Ge Yang – Research
Ge intends to apply the new QSTORM imaging technique to study the traffic flow of resources and materials through individual nerve cells, as they transmit signals along neural pathways between the brain and other regions of the body. Ge chose the common fruit fly, known to scientists as Drosophila melanogaster, as his model research organism.
This fly species is one of the most commonly used model organisms in biology. Fruit flies have numerous advantages for researchers, including the fact that they are easy to care for and breed rather quickly. The genome of D. melanogaster was sequenced back in 2000. It contains only four pairs of chromosones (the human genome has 23 pairs); nevertheless, 75% of known human disease-related genes have a recognizable match in the genome of fruit flies, and the fly is the target of many studies of neurodegenerative diseases, like Parkinson’s disease.
Ge has already conducted numerous imaging studies of the nerve cells of these flies, but the real imaging data he is after remains well beyond the resolution of existing optical microscope techniques.
Once Jessica Winter and Peter Kner have developed the initial QSTORM imaging protocol, and the technique has been tested in cells in vitro, Ge will develop a technique for injecting the switchable quantum dots into the neuronal cells of fruit flies in vivo.
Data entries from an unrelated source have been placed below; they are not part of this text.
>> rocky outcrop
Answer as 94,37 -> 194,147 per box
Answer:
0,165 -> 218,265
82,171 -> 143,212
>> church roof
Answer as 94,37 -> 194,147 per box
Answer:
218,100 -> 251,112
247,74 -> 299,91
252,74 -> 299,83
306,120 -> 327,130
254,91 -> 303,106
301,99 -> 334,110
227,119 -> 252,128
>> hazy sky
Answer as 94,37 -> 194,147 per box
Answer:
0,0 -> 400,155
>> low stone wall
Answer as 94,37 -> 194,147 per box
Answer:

He will have tagged the glowing Qdots so that they adhere to the transport vesicles that move cargo along the cell’s axons, and then Peter will apply the STORM super-resolution imaging technique with adaptive optics. At the same time, Beth Brainerd will be working with Peter to apply the QSTORM imaging technique to study live muscle activation in her model organism for this project – zebrafish. Beth and Ge will then both be able to compare STORM imaging results to other imaging methods commonly used to deliver insight in their areas of study.